Um erro do piloto comandante, “em forçar a aterragem” a uma velocidade “bem acima” da estipulada na aproximação ao aeroporto de Lisboa, potenciado pela fadiga, levaram ao acidente com um avião da TAP, em 2016, concluiu a investigação.
Na noite de 22 de outubro, um ATR 72, operado pela White Airways, em nome da TAP Express, descolou do Porto para Lisboa, com 20 passageiros e quatro tripulantes. Na aterragem, o avião sofreu danos substanciais no trem de aterragem dianteiro, no trem principal esquerdo e em painéis da fuselagem dianteira, após embater quatro vezes na pista, sem causar feridos.
O relatório final do Gabinete de Prevenção e Investigação de Acidentes com Aeronaves e Acidentes Ferroviários (GPIAAF), a que a agência Lusa teve hoje acesso, aponta como causa provável para o acidente a decisão do piloto comandante “em prosseguir e forçar a aterragem, não cumprindo os critérios estabelecidos (…), com velocidade [de aproximação] bem acima da referência”.
Os investigadores frisam que a fadiga “poderá ter contribuído para o acidente ao afetar diretamente o desempenho” do piloto comandante, de 51 anos, que, nos seis voos da ponte aérea Lisboa/Porto (e vice-versa), realizados naquele dia, teve sempre a seu lado uma copiloto, de 26 anos.
Contactada pela Lusa, a TAP confirma que recebeu o relatório, o qual “está a ser objeto de cuidadosa análise”.
O relatório conta que a copiloto alertou o piloto comandante para a “velocidade excessiva” na aproximação para aterragem, mas este “não reagiu ao alerta nem seguiu o procedimento”. O GPIAAF diz que o comandante “forçou a aeronave (com o nariz para baixo) em velocidades acima das previamente calculadas e estabelecidas” no manual.
As condições de vento aquando da aterragem “estavam dentro dos limites estabelecidos” nos manuais de voo e de operações.

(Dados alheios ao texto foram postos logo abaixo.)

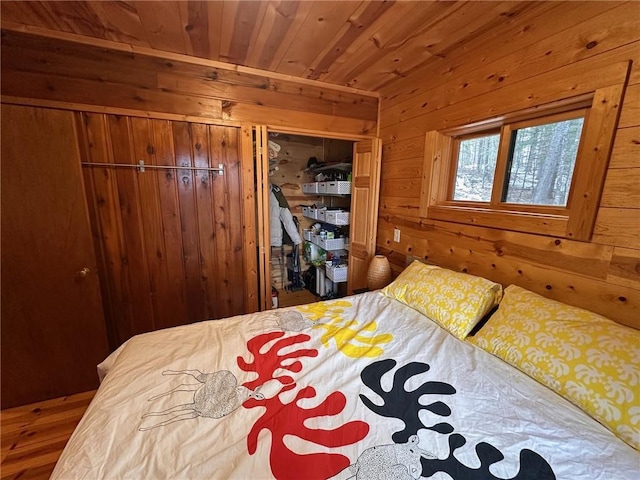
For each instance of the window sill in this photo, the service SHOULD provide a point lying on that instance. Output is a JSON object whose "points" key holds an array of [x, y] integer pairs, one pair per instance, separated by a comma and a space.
{"points": [[528, 222]]}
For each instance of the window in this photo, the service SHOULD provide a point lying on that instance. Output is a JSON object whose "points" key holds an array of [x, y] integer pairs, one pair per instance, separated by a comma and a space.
{"points": [[538, 168], [538, 171]]}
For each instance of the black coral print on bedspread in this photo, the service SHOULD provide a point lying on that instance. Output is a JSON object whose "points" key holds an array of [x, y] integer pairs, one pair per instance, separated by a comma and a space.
{"points": [[404, 405]]}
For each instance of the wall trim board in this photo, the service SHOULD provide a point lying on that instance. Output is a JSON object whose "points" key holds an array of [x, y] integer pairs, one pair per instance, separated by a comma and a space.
{"points": [[123, 47], [80, 73], [84, 107]]}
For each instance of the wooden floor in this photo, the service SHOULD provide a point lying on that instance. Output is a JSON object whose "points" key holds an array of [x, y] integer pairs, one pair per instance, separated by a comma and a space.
{"points": [[301, 297], [33, 436]]}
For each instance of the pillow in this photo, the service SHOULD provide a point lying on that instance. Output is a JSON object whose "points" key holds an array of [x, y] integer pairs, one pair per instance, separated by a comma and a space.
{"points": [[456, 301], [588, 359]]}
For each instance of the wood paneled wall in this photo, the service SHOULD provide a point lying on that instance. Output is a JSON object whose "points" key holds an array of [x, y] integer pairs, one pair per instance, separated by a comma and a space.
{"points": [[169, 243], [516, 65], [94, 78]]}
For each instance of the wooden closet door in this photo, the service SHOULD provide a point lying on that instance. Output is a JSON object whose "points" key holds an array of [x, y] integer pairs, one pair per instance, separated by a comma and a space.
{"points": [[170, 241], [53, 331], [365, 194]]}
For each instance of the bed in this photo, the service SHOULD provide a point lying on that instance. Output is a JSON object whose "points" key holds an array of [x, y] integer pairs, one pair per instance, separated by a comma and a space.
{"points": [[365, 387]]}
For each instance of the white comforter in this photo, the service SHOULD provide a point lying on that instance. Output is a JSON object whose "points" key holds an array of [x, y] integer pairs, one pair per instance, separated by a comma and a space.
{"points": [[361, 387]]}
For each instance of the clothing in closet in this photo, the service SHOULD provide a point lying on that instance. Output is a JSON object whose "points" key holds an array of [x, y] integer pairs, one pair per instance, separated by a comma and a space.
{"points": [[280, 219]]}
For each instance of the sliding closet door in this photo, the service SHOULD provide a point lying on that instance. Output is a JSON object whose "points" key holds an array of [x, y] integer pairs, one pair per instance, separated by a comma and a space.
{"points": [[170, 241], [53, 332]]}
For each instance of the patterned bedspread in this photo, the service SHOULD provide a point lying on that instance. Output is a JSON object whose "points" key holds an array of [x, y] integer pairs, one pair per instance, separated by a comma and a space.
{"points": [[361, 387]]}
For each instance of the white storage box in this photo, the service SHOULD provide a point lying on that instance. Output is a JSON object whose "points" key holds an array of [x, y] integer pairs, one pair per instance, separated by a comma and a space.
{"points": [[312, 213], [331, 243], [339, 187], [337, 217], [310, 187], [337, 274]]}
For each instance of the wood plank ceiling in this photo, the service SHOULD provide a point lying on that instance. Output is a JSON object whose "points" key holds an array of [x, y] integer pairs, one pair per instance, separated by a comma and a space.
{"points": [[361, 44]]}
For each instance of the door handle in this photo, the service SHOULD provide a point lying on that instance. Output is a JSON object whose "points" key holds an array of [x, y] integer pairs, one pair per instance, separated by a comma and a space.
{"points": [[82, 273]]}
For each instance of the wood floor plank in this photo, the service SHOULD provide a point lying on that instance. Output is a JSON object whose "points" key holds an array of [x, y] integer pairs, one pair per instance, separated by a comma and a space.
{"points": [[33, 436]]}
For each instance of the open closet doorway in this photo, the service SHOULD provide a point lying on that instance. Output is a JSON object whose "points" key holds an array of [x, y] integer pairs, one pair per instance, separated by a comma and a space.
{"points": [[309, 204]]}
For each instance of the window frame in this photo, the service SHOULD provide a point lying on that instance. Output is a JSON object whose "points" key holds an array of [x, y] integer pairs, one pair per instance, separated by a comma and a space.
{"points": [[576, 220]]}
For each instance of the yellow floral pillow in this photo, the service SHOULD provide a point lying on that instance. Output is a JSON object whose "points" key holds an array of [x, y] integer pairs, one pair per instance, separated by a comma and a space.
{"points": [[456, 301], [588, 359]]}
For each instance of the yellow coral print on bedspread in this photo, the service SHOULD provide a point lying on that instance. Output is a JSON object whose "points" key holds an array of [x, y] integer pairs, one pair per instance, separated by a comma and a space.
{"points": [[353, 339]]}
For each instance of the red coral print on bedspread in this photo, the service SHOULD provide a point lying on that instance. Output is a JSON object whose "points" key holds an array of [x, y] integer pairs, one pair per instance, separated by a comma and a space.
{"points": [[288, 419]]}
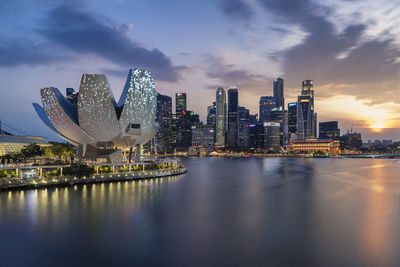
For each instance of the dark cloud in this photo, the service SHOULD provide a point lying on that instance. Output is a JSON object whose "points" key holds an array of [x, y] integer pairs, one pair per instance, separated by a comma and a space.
{"points": [[236, 8], [228, 74], [22, 52], [329, 57], [83, 33]]}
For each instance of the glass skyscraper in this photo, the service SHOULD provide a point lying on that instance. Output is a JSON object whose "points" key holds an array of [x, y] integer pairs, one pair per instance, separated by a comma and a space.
{"points": [[244, 121], [233, 118], [221, 117], [308, 90], [164, 138], [292, 118], [279, 93], [266, 105]]}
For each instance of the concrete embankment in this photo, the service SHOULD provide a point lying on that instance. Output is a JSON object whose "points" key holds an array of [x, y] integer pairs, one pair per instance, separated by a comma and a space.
{"points": [[20, 184]]}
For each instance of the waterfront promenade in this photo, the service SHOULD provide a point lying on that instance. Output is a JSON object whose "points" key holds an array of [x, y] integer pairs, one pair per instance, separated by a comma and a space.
{"points": [[69, 180]]}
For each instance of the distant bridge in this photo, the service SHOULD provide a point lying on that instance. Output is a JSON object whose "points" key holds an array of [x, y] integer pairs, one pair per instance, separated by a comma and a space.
{"points": [[372, 156]]}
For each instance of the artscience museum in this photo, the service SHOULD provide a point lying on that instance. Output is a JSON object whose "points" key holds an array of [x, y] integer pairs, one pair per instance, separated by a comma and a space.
{"points": [[93, 121]]}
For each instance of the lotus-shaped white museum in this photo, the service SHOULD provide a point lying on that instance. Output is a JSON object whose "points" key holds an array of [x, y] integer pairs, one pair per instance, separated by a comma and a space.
{"points": [[96, 120]]}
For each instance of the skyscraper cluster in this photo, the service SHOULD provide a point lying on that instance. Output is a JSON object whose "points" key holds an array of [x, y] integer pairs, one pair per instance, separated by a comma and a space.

Segundo o GPIAAF, “o incorreto manuseio da aeronave e deficiente técnica de aterragem”, resultou numa aterragem ‘aos saltos’, e a decisão de continuar com a aterragem após o primeiro contacto com a pista, com velocidade do ar acima da velocidade calculada, “resultou numa conhecida dinâmica de aterragem com danos consequentes para a aeronave”.
A investigação salienta que os pilotos conhecem o comportamento desta aeronave na fase de aterragem, durante a qual "é imprescindível e necessário o respeito pela velocidade de referência”.
O relatório final da investigação ao acidente refere que a tripulação realizava a "sexta etapa" do dia entre as duas cidades, com condições meteorológicas adversas. O primeiro voo iniciou-se às 13:00 em Lisboa, onde o oficial das operações forneceu, no briefing inicial, os documentos previstos para toda a operação (6 voos no total).
O ATR 72 descolou do Porto para o último dos seis voos às 20:47.
“A repetibilidade das tarefas na mesma rota levou os pilotos a efetuarem briefings parciais [incompletos] e, em alguns casos, realizados fora dos momentos previstos nos SOPs [procedimentos padrões do operador]. Foi ainda evidenciado cansaço em ambos os tripulantes, especialmente do PIC/PF [piloto comandante] durante todo o voo e que se veio a traduzir numa aparente apatia nos pós evento, levando o PIC alguns minutos a reagir ao acidente”, explica o GPIAAF.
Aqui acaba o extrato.